I’m reminded of an old car commercial:

“Bad Credit?, slow pay?, no pay?, bankrupt? No problem, we understand. Come see us when things get better.”

And Chrysler this morning? Employee pricing plus no interest plusno payments til 2007. Things are different this time.

Comment by solvingadream
2006-07-16 09:26:40

By 2007 when the payments start all the trim pieces begin falling off Chrysler cars. Soon after mechanical problems start. People won’t want to pay for those POS then…

 
 
Comment by Brad
2006-07-16 08:58:41

the pool of future FBs is fast drying up. Demand has cannibalized itself.

 
 
Comment by AmazedRenter
2006-07-16 09:09:12

“In 2003, she and her husband paid $173,000 for a four-bedroom, two-bath house with a three-car garage in Palmdale. Two years later and 90 days in default on her loan, Garcia was on the road to foreclosure.”

Allow me to state the obvious: The fact that Garcia could not handle $173k in mortgage debt (despite a possible HELOC), shows how ugly this will play out. That same house now goes for $300k, and incomes are flat. Do we expect the next Garcia to handle $300k WITHOUT possible HELOC? Place your bets, gentlemen.

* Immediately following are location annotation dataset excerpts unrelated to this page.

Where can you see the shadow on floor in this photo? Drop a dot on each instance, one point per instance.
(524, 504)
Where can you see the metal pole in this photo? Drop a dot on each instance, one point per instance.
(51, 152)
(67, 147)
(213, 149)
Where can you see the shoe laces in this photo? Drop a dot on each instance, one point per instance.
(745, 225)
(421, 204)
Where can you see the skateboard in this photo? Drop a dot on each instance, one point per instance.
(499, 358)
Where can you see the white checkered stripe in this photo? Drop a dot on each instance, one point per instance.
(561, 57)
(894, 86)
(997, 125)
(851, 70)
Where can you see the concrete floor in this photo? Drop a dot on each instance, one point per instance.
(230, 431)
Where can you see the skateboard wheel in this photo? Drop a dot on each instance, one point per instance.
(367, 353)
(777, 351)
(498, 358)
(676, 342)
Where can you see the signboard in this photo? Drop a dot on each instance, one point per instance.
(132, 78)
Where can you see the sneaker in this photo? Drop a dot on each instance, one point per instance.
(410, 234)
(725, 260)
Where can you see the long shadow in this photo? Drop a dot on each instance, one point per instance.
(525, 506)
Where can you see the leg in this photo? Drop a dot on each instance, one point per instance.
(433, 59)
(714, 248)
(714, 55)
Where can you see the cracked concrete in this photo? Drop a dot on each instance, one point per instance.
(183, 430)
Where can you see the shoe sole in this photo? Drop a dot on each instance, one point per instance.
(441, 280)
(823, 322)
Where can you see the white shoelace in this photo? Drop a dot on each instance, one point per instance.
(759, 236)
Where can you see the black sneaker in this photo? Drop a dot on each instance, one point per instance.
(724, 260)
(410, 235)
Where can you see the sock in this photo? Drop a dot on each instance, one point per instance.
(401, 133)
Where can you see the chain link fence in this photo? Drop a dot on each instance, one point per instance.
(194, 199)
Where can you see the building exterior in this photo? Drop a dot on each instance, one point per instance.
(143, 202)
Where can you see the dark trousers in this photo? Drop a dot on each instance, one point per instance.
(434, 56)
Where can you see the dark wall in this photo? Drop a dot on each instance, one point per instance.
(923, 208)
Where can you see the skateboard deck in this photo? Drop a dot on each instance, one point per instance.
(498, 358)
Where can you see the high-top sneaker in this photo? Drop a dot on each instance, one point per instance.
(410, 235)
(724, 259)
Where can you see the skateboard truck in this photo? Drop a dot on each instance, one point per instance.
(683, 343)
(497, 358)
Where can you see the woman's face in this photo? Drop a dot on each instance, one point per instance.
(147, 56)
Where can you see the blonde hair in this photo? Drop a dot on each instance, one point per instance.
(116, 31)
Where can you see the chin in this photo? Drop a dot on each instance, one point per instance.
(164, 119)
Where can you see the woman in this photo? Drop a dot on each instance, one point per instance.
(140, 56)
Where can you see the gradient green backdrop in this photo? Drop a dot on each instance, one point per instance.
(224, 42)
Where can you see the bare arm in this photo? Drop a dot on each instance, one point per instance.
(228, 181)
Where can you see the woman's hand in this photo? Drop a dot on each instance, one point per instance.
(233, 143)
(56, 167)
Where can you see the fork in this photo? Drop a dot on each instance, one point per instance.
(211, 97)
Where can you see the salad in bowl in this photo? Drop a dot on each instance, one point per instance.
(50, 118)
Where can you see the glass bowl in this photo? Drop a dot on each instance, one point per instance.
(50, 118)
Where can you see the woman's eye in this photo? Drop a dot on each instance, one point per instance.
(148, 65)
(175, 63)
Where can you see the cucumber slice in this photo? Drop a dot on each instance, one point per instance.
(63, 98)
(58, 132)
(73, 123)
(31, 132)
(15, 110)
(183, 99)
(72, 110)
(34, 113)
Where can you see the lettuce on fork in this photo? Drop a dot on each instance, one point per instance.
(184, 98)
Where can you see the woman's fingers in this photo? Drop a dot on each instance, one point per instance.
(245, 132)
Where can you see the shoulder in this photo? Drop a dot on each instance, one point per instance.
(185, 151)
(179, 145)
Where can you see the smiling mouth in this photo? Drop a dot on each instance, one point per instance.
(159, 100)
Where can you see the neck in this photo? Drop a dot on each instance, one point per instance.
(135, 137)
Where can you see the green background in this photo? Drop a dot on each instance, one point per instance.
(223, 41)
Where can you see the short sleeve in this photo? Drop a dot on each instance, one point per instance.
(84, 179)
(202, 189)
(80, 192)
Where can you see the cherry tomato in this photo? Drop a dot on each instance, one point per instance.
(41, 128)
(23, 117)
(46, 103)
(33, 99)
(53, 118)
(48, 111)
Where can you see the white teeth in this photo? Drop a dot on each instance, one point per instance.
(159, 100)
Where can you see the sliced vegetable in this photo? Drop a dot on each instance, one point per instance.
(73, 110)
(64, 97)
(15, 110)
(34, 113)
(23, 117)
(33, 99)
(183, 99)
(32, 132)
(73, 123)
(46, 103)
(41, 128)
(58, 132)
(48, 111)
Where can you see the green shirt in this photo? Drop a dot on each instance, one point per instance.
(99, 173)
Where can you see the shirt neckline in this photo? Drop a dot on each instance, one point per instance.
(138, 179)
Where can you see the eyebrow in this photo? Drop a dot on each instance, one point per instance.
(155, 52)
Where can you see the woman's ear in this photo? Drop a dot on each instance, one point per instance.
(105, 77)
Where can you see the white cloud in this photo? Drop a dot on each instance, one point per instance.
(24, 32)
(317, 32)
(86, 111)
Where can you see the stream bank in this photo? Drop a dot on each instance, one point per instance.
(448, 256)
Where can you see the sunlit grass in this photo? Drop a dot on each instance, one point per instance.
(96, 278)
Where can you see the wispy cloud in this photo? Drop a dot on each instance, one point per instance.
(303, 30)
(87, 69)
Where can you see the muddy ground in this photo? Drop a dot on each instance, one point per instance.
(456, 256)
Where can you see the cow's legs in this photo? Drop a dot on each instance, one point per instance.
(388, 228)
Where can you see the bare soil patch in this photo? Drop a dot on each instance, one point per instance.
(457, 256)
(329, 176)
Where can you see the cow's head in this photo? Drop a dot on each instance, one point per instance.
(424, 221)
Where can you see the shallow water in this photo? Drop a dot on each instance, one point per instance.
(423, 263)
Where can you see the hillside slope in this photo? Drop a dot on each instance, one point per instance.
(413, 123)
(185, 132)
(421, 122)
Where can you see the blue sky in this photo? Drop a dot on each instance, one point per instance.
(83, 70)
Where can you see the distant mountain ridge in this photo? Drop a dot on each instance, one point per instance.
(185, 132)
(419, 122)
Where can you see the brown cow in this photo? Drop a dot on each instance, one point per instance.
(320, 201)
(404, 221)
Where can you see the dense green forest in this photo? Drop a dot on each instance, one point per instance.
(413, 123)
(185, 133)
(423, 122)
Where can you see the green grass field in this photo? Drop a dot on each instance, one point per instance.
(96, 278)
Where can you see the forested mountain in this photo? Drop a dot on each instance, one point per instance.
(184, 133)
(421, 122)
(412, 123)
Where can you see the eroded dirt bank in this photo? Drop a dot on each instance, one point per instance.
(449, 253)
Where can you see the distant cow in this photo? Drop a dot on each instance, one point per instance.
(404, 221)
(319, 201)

This crash will be of a magnitude not seen in recent times…..

 
Comment by montie
2006-07-16 10:33:29

It looks like the paper added to the story:

The company, 2-year-old TerraCotta Group LLC, located in Manhattan Beach, paid the first and second mortgages on the house, put it in a trust, and began work on repairing Garcia’s credit. It plans to refinance the house by the end of this year, and Garcia will then buy it back with a conventional lender.

Garcia will probably be out of her house come December. It sounds like the mortgage company might be giving her one last chance.

 
Comment by elpapita@yahoo.com
2006-07-16 12:34:18

“However, as Brown and others have realised, sharp house price increases can also have the opposite effect too, making renters feel surprisingly sanguine.”

After selling our abode in 2004 (lived there for 18yrs) we moved to Monterey Co. and refused to buy at these prices. After a year your psyche stops playing games with reason and you realize that in RE there is a time to buy and a time to rent, and now it that time to rent. Within five years my wife will be retired and we will be free to move around the country at will without having to sell a piece of RE.